6. Yang haram dari binatang yang halal:
Ada beberapa hal dari binatang yang halal, diharamkan untuk dimakan:
- Darahnya
- Kotorannya (besar-kecilnya)
- Kantong kandungannya
- Kelenjarnya
- Kemaluan pejantannya
- Telur/biji kemaluannya
- Kemaluan betinanya
- Kelenjar otaknya
- Sumsum tulang belakangnya
- Uratnya yang kenyal dan membujur di kedua daging ulurnya (daging yang berada di kanan- kiri tulang punggung)
- Empedunya
- Limpanya
- Kandung kemihnya
- Hitam matanya
Catatan: hukum di atas ini tidak berlaku untuk binatang air, kecuali kalau menjijikkan seperti kotoran ikan.
7. Haram-haram yang lain:
Minuman dan makanan yang bisa menghilangkan kesadaran (memabokkan); benda-benda najis atau yang terkena najis kalau belum disucikan; apapun yang memiliki mudharat yang mesti dihindari (serius, seperti kalau dimakan/diminum dalam beberapa waktu dipastikan sakit serius atau mati); tanah (kecuali Karbala dan itupun sedikit).
Masih ada hal-hal halal dan haram lainnya yang tidak disebut di sini karena mungkin tidak terlalu kita hadapi setiap hari atau karena sudah sangat jelas hukumnya, seperti makan/minum dari hasil riba, korupsi, curian, tipuan, bisnis haram, menjual barang haram, jualan yang tidak jujur ...dan seterusnya.
Wassalam.
Haidar Dzulfiqar, Bande Husein Kalisatti and 52 others like this.
Kebenaran Yang Hilang: Ahsantum. Jazakumullah khairal jaza’.
Sinar Agama: Salam terimakasih untuk semua jempol dan komentarnya.
Sinar Agama: Hilang: sama-sama.
Hisam Sulaiman: Syukron pencerahannya.
Cut Yuli: Ustad, kalau teripang/timun laut apakah halal dengan tujuan untuk obat, tolong dijawab ya karena saya mengkomsumsinya selama ini. Salam.
Yustanur: Saya juga mau nanya ustad...kalau kotoran kerbau/jawi/kambing/ayam kita jual atau kita beli bagai mana pula hukumnya ustad..? Terimakasih.
D-Gooh Teguh: 1>Sarang burung walet...?
Sinar Agama: Hisam, bah bah ... tumben komentar, terimakasih ...afwan.

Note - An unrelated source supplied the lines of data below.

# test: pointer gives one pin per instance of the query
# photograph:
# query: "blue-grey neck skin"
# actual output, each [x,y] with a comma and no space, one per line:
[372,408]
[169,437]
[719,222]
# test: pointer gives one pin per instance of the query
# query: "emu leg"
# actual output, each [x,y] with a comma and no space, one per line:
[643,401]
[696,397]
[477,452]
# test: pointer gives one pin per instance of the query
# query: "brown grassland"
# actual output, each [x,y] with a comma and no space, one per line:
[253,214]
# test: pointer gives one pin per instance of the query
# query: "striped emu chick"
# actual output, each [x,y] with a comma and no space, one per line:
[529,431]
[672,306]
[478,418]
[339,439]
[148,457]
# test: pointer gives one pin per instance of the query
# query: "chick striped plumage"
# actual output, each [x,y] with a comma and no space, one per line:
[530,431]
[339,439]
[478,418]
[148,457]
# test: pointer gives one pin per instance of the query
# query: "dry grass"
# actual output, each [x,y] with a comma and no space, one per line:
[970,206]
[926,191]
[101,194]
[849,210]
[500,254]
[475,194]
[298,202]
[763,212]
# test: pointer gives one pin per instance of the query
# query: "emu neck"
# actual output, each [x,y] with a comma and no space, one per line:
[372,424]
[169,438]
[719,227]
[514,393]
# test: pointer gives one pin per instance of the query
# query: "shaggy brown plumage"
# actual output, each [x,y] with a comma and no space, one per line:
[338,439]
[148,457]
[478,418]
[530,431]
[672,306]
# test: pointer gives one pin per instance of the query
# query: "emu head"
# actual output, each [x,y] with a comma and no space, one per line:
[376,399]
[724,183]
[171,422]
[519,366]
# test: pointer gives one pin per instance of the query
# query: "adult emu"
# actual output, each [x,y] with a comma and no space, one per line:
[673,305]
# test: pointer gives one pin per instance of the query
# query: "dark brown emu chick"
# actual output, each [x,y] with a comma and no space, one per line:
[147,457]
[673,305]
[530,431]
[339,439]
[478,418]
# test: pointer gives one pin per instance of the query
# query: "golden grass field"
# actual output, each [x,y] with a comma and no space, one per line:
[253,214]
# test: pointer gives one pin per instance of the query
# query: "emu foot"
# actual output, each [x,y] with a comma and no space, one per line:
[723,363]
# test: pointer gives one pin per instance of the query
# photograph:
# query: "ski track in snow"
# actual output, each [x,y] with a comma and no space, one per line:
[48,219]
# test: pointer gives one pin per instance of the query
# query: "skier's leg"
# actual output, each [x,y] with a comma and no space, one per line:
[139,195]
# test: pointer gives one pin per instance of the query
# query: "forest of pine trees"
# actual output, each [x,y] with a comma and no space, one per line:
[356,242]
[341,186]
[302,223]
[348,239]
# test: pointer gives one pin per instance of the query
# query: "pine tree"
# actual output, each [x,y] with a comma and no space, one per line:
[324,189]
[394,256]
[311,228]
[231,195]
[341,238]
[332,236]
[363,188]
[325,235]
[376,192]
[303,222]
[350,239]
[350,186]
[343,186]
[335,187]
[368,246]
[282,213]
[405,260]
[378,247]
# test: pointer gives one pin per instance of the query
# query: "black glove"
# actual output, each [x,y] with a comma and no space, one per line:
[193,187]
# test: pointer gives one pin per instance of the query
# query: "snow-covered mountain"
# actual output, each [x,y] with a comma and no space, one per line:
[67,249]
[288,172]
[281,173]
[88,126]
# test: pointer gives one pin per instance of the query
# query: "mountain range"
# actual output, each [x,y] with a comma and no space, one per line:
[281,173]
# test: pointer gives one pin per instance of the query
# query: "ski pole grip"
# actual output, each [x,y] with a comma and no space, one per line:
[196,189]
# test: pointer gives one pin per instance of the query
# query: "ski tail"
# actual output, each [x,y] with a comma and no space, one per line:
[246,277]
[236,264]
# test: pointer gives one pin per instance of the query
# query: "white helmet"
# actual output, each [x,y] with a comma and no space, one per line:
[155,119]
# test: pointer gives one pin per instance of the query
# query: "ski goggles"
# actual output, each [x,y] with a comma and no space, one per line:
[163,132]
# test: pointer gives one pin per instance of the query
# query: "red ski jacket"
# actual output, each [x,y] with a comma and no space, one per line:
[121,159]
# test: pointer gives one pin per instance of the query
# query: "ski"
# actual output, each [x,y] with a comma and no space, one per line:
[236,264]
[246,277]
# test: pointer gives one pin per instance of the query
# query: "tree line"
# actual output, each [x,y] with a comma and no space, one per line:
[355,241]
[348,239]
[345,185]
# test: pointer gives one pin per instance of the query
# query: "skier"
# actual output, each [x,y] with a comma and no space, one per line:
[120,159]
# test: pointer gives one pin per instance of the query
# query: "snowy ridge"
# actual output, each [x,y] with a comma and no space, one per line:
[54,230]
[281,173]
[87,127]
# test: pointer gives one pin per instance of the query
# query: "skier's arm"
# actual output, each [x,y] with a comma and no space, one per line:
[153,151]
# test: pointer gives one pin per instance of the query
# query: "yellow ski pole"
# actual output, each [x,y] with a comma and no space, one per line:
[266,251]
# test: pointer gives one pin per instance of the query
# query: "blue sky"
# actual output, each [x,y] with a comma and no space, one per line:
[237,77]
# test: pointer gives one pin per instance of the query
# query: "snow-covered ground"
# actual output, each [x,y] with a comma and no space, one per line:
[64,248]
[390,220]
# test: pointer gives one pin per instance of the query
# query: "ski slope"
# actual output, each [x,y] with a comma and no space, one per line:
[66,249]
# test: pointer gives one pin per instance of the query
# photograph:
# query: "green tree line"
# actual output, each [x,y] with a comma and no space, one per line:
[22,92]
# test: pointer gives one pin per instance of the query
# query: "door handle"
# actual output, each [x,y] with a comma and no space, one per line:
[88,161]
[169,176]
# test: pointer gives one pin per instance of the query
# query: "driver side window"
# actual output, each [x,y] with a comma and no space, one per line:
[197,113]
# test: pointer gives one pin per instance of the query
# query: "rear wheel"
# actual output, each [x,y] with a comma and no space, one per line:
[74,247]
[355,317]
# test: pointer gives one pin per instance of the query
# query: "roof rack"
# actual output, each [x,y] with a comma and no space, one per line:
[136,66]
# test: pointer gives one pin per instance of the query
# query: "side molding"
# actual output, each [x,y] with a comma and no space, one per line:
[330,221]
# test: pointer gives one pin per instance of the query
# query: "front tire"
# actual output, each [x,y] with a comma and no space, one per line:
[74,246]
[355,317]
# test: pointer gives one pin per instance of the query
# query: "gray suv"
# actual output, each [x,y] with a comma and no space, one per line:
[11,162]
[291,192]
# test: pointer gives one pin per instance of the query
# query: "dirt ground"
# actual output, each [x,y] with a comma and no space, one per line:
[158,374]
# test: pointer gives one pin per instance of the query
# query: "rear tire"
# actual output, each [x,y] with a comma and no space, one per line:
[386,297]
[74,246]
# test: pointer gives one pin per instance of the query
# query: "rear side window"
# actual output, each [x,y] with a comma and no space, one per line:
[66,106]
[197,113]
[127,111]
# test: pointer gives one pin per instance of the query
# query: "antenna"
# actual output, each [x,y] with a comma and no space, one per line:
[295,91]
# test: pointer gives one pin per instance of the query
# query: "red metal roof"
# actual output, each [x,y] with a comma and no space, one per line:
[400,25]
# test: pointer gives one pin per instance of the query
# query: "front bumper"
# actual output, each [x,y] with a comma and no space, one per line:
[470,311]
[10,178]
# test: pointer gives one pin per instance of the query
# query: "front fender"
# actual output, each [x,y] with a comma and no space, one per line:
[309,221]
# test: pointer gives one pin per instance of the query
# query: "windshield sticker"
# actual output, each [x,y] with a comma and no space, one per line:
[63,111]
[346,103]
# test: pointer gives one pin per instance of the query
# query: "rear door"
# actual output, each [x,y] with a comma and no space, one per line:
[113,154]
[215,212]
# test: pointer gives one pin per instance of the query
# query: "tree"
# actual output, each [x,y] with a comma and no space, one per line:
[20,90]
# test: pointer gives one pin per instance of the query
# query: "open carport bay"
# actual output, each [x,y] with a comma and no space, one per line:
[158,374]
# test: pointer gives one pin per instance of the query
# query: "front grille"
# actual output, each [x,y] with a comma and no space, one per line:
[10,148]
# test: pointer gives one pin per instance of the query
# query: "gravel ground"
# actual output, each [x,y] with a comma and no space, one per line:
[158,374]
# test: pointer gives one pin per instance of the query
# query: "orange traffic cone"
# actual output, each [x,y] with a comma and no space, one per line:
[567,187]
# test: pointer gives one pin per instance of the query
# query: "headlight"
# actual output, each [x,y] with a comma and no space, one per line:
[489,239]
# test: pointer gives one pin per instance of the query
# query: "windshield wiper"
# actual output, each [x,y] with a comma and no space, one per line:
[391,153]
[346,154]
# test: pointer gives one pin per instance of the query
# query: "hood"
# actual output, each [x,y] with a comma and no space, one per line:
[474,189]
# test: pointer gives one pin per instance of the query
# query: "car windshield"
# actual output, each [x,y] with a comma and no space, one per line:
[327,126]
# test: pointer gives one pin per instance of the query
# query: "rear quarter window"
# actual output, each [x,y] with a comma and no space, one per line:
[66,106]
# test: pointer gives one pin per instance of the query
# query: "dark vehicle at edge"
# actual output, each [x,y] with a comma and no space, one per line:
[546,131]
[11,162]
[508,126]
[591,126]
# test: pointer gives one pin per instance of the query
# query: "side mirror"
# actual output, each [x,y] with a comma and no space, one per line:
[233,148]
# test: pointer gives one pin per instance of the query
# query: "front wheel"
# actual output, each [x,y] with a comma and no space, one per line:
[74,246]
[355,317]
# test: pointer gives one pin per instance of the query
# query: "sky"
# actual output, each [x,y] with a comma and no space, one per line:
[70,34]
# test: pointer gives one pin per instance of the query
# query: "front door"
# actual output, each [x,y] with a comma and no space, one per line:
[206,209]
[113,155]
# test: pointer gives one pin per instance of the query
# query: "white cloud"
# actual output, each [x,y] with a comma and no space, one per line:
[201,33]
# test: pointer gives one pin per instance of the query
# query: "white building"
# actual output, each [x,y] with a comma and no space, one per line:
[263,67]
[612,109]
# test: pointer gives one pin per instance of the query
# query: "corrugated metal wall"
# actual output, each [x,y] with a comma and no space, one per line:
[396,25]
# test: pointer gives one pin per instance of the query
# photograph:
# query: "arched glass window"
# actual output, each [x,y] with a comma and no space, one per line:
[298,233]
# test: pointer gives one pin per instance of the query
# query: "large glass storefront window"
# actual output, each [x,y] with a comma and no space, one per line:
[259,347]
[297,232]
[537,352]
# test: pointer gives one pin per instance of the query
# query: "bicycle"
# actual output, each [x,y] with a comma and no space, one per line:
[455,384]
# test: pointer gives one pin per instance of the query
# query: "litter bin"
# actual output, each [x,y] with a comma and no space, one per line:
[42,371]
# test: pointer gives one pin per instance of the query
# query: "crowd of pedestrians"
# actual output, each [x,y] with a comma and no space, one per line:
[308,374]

Sinar Agama: Cut, Karena teripang itu bukan dari jenis ikan (dan bersisik), maka ia adalah haram. Sedang untuk pengobatan, memang kalau sakitnya sangat bahaya dan tidak ada obat lain yang terjangkau, bisa saja dihalalkan. Tapi saya sendiri pernah menanyakan masalah yang serupa ke kantor Rahba hf, sepertinya tetap diharamkan. Jadi, jalan keluarnya, kalau sakitnya memang serius dan tidak ada obat lain yang terjangkau serta khasiat dari teripang itu memang terbukti mujarab, maka walaupun yang saya pahami halal (dlm kondisi ini), tapi lebih hati-hatinya sambil beristighfar kapadaNya. Syukur kalau segera bisa menjangkau obat lain yang halal.
Sinar Agama: Yustanur: Kotoran binatang yang halal dagingnya adalah tidak najis. Akan tetapi haram dimakan. Dan menjual barang yang haram dimakan, apakah karena kotoran atau karena najis, mk kalau bukan untuk dimakan (dikonsumsi), maka hukumnya boleh/halal, baik menjualnya atau membelinya.
Sinar Agama: Teguh, sarang burung walet, mengikuti waletnya. Karena sarangnya dibuat dari ludahnya dan, kebetulan tidak menjijikkan secara umum. Jadi, yang saya pahami dari fikih, adalah makruh.
Cut Yuli: Syukron atas infonya yang sangat jelas Ustad.
Sinar Agama: Cut, ok, sama-sama.
Yus Ta Nur: Terimakasih penjelasannya ustad.
Anandito Birowo: Ustad, saya baca di buku Fikih Musafir kalo udang halal, tapi lobster termasuk jenis yg haram dimakan. Benar demikian atau mengikut fatwa marja? Kalau burung hantu? Cecak? Landak?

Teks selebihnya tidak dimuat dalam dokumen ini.